10 スピントロニクス・マグネティクス » 10.2 スピントルク・スピン流・回路・測定技術

[16p-C41-1~5] 10.2 スピントルク・スピン流・回路・測定技術

2016年9月16日(金) 13:15 〜 14:45 C41 (日航4階朱雀A)

久保田 均(産総研)

14:00 〜 14:15

[16p-C41-3] Dependence of switching properties of CoFeB-MgO based magnetic tunnel junctions on insertion layer material

〇(DC)Kyota Michael Watanabe1、Shunsuke Fukami1,2,3,4、Hideo Sato2,3,4、Fumihiro Matsukura1,2,3,5、Ohno Hideo1,2,3,4,5 (1.RIEC, Tohoku Univ.、2.CSIS, Tohoku Univ.、3.CSRN, Tohoku Univ.、4.CIES, Tohoku Univ.、5.WPI-AIMR, Tohoku Univ.)

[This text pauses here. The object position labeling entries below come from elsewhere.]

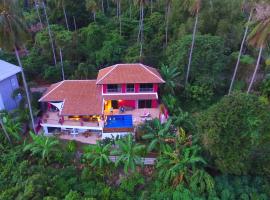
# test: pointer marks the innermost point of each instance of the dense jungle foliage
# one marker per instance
(216, 144)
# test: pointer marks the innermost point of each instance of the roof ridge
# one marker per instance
(51, 90)
(113, 67)
(145, 67)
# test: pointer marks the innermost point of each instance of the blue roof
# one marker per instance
(7, 70)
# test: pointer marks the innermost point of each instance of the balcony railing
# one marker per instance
(114, 90)
(146, 89)
(130, 90)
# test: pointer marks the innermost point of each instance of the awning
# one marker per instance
(134, 96)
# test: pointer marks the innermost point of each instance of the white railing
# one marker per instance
(146, 89)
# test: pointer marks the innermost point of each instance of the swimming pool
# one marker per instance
(119, 121)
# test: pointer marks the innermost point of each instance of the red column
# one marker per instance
(155, 87)
(124, 86)
(137, 87)
(154, 103)
(104, 88)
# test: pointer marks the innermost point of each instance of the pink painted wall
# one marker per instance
(124, 88)
(128, 103)
(137, 87)
(155, 87)
(154, 103)
(104, 88)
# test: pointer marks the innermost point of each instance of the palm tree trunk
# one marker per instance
(240, 52)
(140, 20)
(75, 25)
(4, 130)
(192, 47)
(50, 34)
(37, 10)
(62, 65)
(102, 6)
(120, 23)
(168, 10)
(141, 40)
(94, 15)
(151, 6)
(65, 14)
(256, 69)
(26, 89)
(108, 5)
(129, 9)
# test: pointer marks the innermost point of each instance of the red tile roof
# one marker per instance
(135, 96)
(80, 97)
(129, 73)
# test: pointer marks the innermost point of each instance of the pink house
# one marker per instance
(132, 86)
(122, 96)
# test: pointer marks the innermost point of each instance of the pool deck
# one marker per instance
(137, 114)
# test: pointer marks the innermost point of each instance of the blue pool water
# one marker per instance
(119, 121)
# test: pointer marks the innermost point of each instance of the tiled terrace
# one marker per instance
(81, 138)
(138, 115)
(53, 119)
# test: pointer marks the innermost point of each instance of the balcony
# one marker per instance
(114, 90)
(146, 90)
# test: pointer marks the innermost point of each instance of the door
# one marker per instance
(145, 104)
(2, 106)
(115, 104)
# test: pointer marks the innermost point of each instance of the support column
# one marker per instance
(136, 104)
(45, 128)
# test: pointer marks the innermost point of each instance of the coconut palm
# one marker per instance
(167, 14)
(241, 49)
(13, 33)
(141, 4)
(49, 31)
(129, 153)
(260, 34)
(171, 77)
(38, 14)
(194, 7)
(91, 6)
(13, 128)
(42, 146)
(157, 133)
(61, 4)
(98, 155)
(175, 166)
(118, 13)
(3, 127)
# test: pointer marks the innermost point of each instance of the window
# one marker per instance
(130, 88)
(146, 87)
(113, 88)
(145, 104)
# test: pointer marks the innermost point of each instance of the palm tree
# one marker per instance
(118, 13)
(98, 155)
(13, 32)
(42, 146)
(167, 14)
(128, 153)
(141, 4)
(241, 49)
(13, 128)
(37, 10)
(49, 31)
(194, 6)
(260, 35)
(91, 6)
(157, 134)
(171, 76)
(4, 129)
(61, 4)
(174, 166)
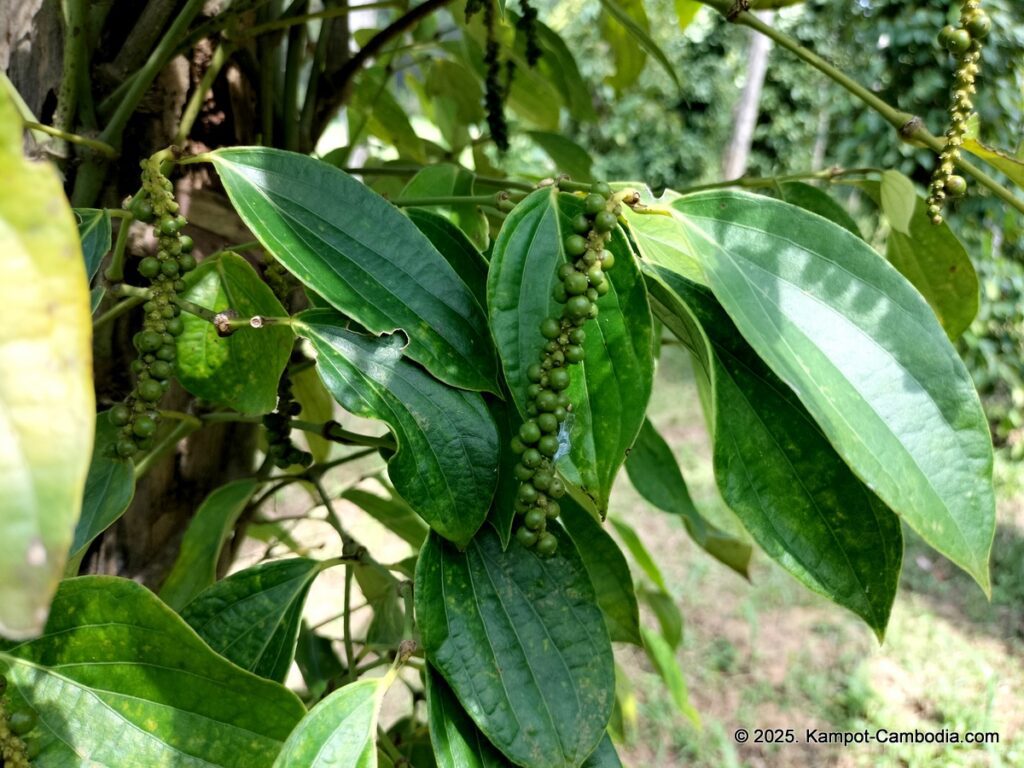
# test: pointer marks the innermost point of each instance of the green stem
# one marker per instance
(99, 146)
(168, 442)
(910, 128)
(117, 310)
(116, 271)
(192, 111)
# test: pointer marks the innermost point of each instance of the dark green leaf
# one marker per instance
(252, 617)
(814, 200)
(607, 570)
(457, 741)
(456, 247)
(341, 730)
(94, 231)
(196, 567)
(522, 643)
(109, 488)
(445, 180)
(445, 465)
(666, 664)
(784, 481)
(864, 354)
(633, 18)
(240, 371)
(119, 679)
(392, 513)
(654, 473)
(610, 388)
(639, 551)
(567, 156)
(360, 254)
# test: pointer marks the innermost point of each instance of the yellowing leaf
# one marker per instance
(47, 407)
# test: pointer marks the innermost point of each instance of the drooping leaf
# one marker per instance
(393, 513)
(457, 741)
(609, 389)
(633, 18)
(118, 679)
(363, 256)
(664, 658)
(196, 566)
(654, 473)
(864, 354)
(94, 232)
(110, 487)
(252, 617)
(455, 246)
(780, 475)
(814, 200)
(445, 180)
(607, 570)
(240, 371)
(567, 156)
(522, 643)
(898, 200)
(445, 464)
(47, 407)
(639, 552)
(341, 730)
(317, 408)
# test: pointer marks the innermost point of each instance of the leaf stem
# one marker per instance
(910, 128)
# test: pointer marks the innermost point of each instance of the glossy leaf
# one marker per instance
(317, 408)
(610, 388)
(240, 371)
(816, 201)
(118, 677)
(445, 465)
(634, 19)
(445, 180)
(864, 354)
(607, 570)
(522, 643)
(94, 233)
(110, 487)
(47, 407)
(456, 247)
(654, 473)
(252, 617)
(363, 256)
(664, 658)
(639, 552)
(456, 740)
(196, 566)
(567, 156)
(783, 479)
(393, 513)
(898, 200)
(341, 730)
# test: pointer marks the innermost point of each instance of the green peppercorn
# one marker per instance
(150, 390)
(547, 545)
(576, 245)
(525, 537)
(594, 204)
(605, 221)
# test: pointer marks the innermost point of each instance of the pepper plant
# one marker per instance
(497, 338)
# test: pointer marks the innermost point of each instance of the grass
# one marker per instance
(771, 654)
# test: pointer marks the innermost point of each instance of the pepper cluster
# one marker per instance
(581, 283)
(137, 416)
(964, 42)
(14, 752)
(282, 451)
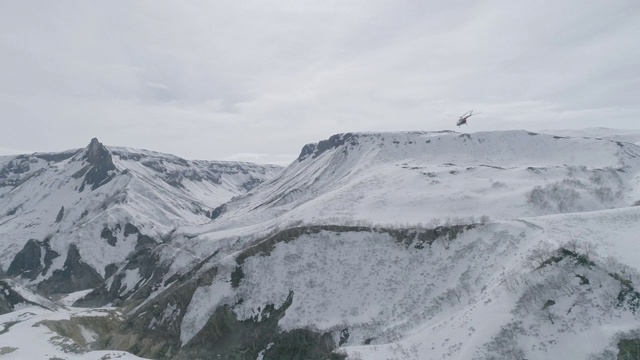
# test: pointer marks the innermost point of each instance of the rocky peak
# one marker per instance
(101, 163)
(97, 153)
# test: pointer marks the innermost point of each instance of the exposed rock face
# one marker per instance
(76, 275)
(324, 145)
(101, 164)
(28, 263)
(9, 298)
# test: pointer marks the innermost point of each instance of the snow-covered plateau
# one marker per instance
(403, 245)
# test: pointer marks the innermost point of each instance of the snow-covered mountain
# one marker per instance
(68, 219)
(410, 245)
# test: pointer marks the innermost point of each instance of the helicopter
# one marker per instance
(464, 117)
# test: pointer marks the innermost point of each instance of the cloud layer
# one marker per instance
(256, 81)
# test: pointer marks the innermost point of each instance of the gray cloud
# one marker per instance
(216, 80)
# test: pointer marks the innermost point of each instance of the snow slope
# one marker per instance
(85, 198)
(410, 245)
(504, 288)
(432, 177)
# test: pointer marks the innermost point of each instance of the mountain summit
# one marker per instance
(393, 245)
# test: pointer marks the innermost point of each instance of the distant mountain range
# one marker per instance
(400, 245)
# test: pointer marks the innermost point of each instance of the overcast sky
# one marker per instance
(256, 80)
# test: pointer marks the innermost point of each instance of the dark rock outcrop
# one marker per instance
(9, 298)
(27, 263)
(333, 142)
(101, 165)
(75, 275)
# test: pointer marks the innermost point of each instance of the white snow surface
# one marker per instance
(475, 297)
(450, 300)
(144, 191)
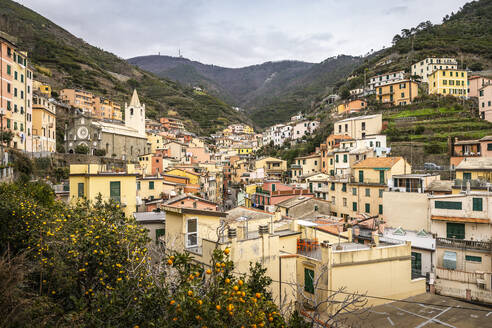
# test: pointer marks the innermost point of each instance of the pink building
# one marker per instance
(476, 82)
(198, 155)
(485, 102)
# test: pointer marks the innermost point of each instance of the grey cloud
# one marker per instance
(238, 33)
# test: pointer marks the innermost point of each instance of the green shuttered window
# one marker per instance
(309, 280)
(447, 205)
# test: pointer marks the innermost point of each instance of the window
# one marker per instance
(477, 204)
(308, 280)
(115, 191)
(447, 205)
(455, 230)
(158, 234)
(192, 232)
(449, 260)
(80, 189)
(416, 264)
(472, 258)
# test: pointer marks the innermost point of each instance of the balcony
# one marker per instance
(474, 184)
(309, 248)
(464, 244)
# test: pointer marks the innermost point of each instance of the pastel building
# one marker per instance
(43, 124)
(397, 93)
(428, 65)
(485, 102)
(16, 89)
(450, 82)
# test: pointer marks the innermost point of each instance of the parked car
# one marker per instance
(431, 166)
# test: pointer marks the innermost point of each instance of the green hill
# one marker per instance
(65, 61)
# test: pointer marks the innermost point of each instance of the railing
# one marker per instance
(309, 248)
(464, 244)
(459, 183)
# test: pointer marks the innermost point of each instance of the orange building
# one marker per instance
(352, 106)
(475, 83)
(190, 201)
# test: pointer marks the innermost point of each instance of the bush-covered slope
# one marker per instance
(64, 60)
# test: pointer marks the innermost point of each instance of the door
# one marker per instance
(115, 191)
(192, 232)
(416, 265)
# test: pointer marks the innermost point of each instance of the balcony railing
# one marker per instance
(459, 183)
(464, 244)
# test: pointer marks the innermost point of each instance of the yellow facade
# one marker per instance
(244, 150)
(450, 82)
(21, 90)
(43, 125)
(156, 141)
(45, 89)
(194, 178)
(248, 129)
(386, 274)
(87, 181)
(398, 93)
(150, 187)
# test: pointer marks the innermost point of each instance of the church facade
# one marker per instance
(122, 141)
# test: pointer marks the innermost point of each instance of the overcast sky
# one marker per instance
(235, 33)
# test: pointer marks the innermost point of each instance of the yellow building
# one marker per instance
(274, 167)
(43, 124)
(397, 93)
(150, 187)
(87, 181)
(156, 142)
(248, 130)
(448, 82)
(21, 88)
(194, 177)
(244, 150)
(45, 89)
(250, 238)
(475, 172)
(326, 268)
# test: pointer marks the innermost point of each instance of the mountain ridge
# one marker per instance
(65, 61)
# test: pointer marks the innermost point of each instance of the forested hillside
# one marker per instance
(65, 61)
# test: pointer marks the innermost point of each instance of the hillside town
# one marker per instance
(350, 210)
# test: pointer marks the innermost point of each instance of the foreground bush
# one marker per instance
(88, 266)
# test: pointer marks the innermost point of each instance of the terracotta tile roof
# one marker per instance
(377, 162)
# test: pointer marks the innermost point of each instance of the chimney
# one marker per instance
(375, 238)
(350, 235)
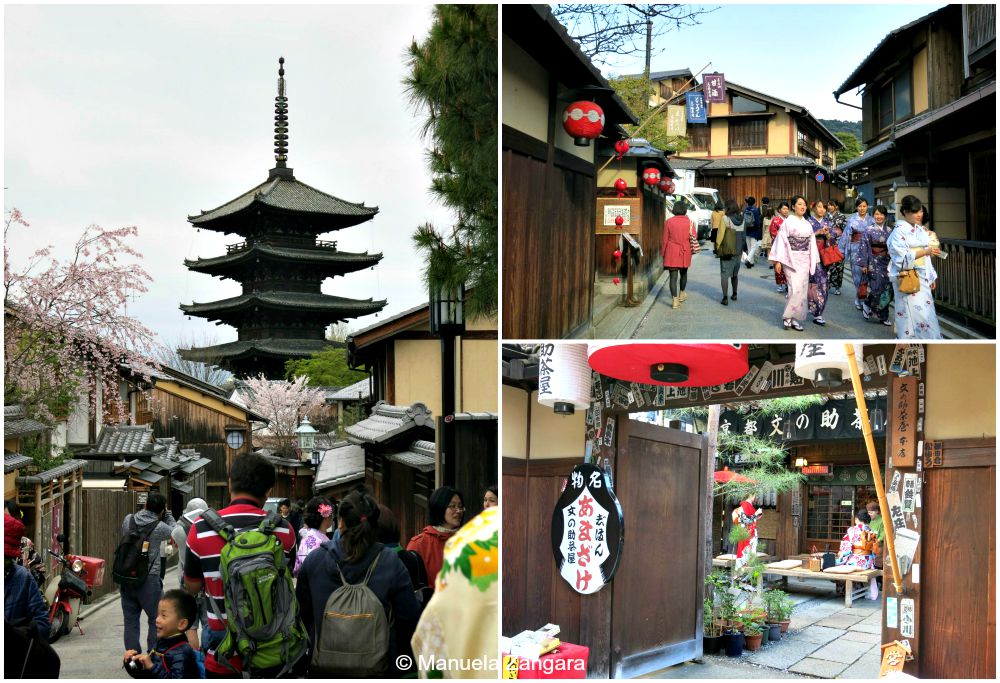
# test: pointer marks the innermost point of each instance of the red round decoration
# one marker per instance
(707, 364)
(584, 121)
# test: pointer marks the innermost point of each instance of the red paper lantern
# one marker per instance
(584, 121)
(684, 365)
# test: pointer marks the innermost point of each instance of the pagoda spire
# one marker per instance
(281, 124)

キーワード:spintronics, magnetic tunnel junctions, spin transfer torque-induced magnetization switching

CoFeB-MgO is crucial for high-performance magnetic tunnel junctions (MTJs), whose properties are known to depend on a material adjacent to the CoFeB. Recently, it was reported that the use of Mo adjacent layer improves heat-treatment resistance of magnetic properties, and the robustness is determined also by the crystallinity of Mo, bcc or amorphous. CoFeB-MgO MTJs with double MgO interfaces and ultrathin Ta insertion layer were shown to exhibit excellent characteristics at reduced dimensions less than 30 nm in diameter D; high thermal stability factor Delta and low intrinsic critical current IC0 of spin-transfer torque (STT) switching. However, the insertion material dependence of the characteristics is yet to be elucidated. Here, we study the properties of double-interfaced CoFeB-MgO MTJs with Mo or Ta insertion layer and various D down to less than 20 nm.
We fabricate MTJs with D ranging from 15 to 40 nm by electron-beam lithography and Ar ion milling, and anneal them at 300oC; a recording layer is CoFeB(1.4)/Mo or Ta(0.45)/CoFeB(1) (nm) and a reference layer possesses a synthetic ferrimagnetic structure. We confirm the ferromagnetic coupling between the two CoFeB layers in both recording layers with Ta and Mo. Delta and IC0 are evaluated from the switching probability measurement using 10-ms-long pulse currents. We obtain similar values of Delta irrespective of the insertion materials. The Delta decreases with decreasing D from ~60 at D = 40 nm to ~30 at D = 15 nm, indicating single-domain-like magnetization reversal. IC0 is almost independent of the insertion materials or slightly smaller for Ta-inserted CoFeB, and decreases monotonically with decreasing D. The results indicate that the properties of MTJs at reduced dimensions do not depend much on insertion materials, Ta or Mo, for the present stack structures with an ultrathin insertion layer.